Glitchy behavior on existing deployment

Greetings all!

I have a QuinLED-Dig-Uno deployed with an Alitove AC 110V/220V to DC 12V 30A 360W power supply, powering a string of 7, 50 module Alitove WS2811s

It has been working perfectly for months.

Last week, it began exhibiting odd behavior. The WLED software does not appear to detect or at least be aware of an issue, but the behavior is as follows:

Lets say I’ve chosen the C9 New color scheme and the “Blends” action.

It would work for a random amount of time: some times minutes, sometimes hours.

Then all of the sudden the effect will only work on the first 20 or so LEDs and the rest go into random colors and become static as if they’re locked up. Also, right around where the breakpoint is where it is working/not working, the LEDs will glitch/blink randomly. Not every time, but most times.

If I power off the unit and power it back on, it will work again for an unspecified amount of time, and then glitch once again.

When it gets into that state, anything I do in the WLED app only affects the first 20 or so LEDs. The rest remain “frozen” or locked up. The WLED app continues to believe that all LEDs are available (at least as much as I can see).

I tried factory resetting the unit.

Now, if I set the number of LEDs somewhere between say 10-100, it appears to work “better”, but still glitchy. If I set it to anything more than, say 110, it immediately goes into that “first 20 works, everything else is locked up” state and stays there.

It is behaving like it is possibly a power issue, but I’m at a loss as to why something would have changed. It has been working perfectly since August of last year.

Does anyone have any thoughts on what I might try, or has anyone possibly seen this behavior before?

Thanks for any info. I’m somewhat of a novice in this area. :slight_smile:

Jarrod

What version of WLEd are you running?
Is NTP time set?

Probably worth taking a backup and do a full reload from scratch usb-> Install WLED and do a full erase.

It appears that I’m using 0.12.0 “Hikari”

Build 2104150

It also appears that the time server is set.

Definitely move up to 0.13-b6.
Use the install link in the last message and connect via USB.
Lots of good stuff in 0.13 not worth chasing old bugs in V0.12.

Sounds like a solid plan!

I have the meta text “backup” that it offered on the other side of the factory reset. e.g. the presets I had configured, etc. How do you restore that data after the new reload?

Once you get V0.13 up, there’s an option under Config->Security & Updates->Restore Presets that will let you browse to your save .json file and restore it.

Like I said, lots of new goodies in V0.13-b6.

Excellent suggestions!

I was able to re-flash the unit using the web installer you specified above (I had no idea that thing even existed! MUCH easier than when I did these last time)

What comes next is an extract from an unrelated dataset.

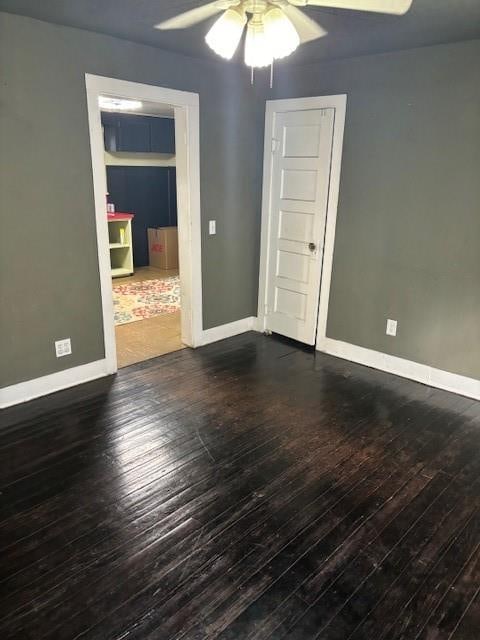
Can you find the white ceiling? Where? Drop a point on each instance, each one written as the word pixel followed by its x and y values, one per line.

I was also able to restore my presets!

Here is a critical clue as to the behavior in the first place. Everything was working brilliantly UNTIL I unchecked the “Enable automatic brightness limiter”. It IMMEDIATELY began behaving as I did before, with the flickering/glitchy LEDs in the same location… Everything before that location fine… everything after frozen. After playing with it for a bit, it looks like if I leave that box checked, I can go up to 1500 mA. Anything after that causes it to glitch.

That, to me, would point to a problem with the actual LEDs in the string itself… maybe?

Is your power supply actually good enough to drive all LED’s full bright white? I would have guessed it’s ok from your specs, but it might be worth a measure of the actual supply voltages at full power on the entire string.

After re-reading your last post, I’d do the power check first.
Look for excess drop around the spot where things freeze.
Might be a wiring issue (suddenly).

Okay good deal. Something definitely has changed, because I was able to run them much brighter than I can now.

I’m not as confident doing the electrical measurements. Should I measure the voltage coming out of the power supply first and then measure it around the area where it appears to be impacted when the brightness is raised?

Exactly, the measurement at the supply tells you what your output voltage is at max current output.
The measurement at the injection point(s) tells you what voltage is actually getting to your strip.

You can even measure further if you check the strip itself furthest from the/an injection point.
That’ll tell you the worst case scenario(s) for your wiring setup.
When you have an obvious problem point, where things go bad/odd after the “point” it’s not a bad plan to measure voltage on either side near the spot to see if you’ve developed a wiring problem.

I really appreciate your help! I’ll do some troubleshooting and come back with findings.